She has now figured out the bathtime ritual and begins a preemptive tantrum as I start the water to prevent me from leaving her. She is not usually successful, though I do tend to rush out when her screams begin to waft up the stairs. My baths have gone from over an hour to barely 30 minutes, but I still manage to squeeze it in-guilt and all. Plus I get to feel guilty that he no longer gets to spend his alone time because he’s too busy dealing with our spoiled rotten mommy’s girl. I have decided to ignore that pang because I need it more.

Today I walked to the mailbox in my pajamas—greasy, I-haven’t-showered-in-two-days hair and all—just to get a break. I had an extra child yesterday so I have cuddle time to make up for baby. She cries if I set her down for a minute—even in her beloved swing. So off I went to get the mail as if my life depended on while she wailed her teeny head off inside.
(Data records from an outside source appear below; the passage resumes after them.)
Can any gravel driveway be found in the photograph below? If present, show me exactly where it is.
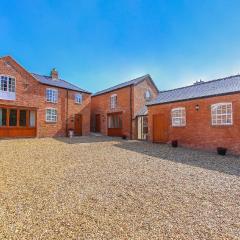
[0,137,240,240]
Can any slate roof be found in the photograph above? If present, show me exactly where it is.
[93,74,158,96]
[32,73,90,94]
[147,75,240,106]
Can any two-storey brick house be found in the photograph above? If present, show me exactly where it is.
[91,75,158,139]
[0,56,91,137]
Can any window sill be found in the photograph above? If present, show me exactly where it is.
[172,125,187,128]
[46,101,58,104]
[211,124,233,128]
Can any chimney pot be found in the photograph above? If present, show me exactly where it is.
[51,68,58,80]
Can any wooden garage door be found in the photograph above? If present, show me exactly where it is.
[0,106,37,138]
[95,114,101,132]
[153,114,168,143]
[108,113,122,137]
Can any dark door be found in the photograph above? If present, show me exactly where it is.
[95,114,101,132]
[153,114,168,143]
[74,114,82,136]
[108,113,122,137]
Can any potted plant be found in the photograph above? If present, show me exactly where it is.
[68,128,74,138]
[217,147,227,156]
[172,140,178,147]
[122,135,127,140]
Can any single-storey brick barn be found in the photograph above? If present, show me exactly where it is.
[147,75,240,154]
[0,56,91,138]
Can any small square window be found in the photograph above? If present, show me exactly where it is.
[172,107,186,127]
[211,103,233,125]
[75,93,83,104]
[46,88,58,103]
[46,108,57,122]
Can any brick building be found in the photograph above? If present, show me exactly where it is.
[0,56,91,137]
[148,75,240,154]
[91,75,158,139]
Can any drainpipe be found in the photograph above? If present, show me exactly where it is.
[130,85,133,139]
[66,89,68,136]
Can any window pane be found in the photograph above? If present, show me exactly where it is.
[19,110,27,127]
[29,111,35,127]
[1,76,7,91]
[0,108,7,126]
[46,89,58,103]
[9,109,17,126]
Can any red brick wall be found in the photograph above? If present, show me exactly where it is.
[91,80,157,139]
[148,94,240,154]
[91,87,131,138]
[0,57,91,137]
Now she’s snoring and I feel guilty that I have to put her down so I fix something to eat, but considering that both our bodies depend on that sustenance I’d best get to it.

I tell myself it will get better. One day she’ll outgrow the need for constant reassurance. One day none of them will even remember the things I guiltily stress over. One day I will sleep again. One day I will have the time to devote to my husband. One day I will see my children all grown up and realize I didn’t do so bad afterall—I hope.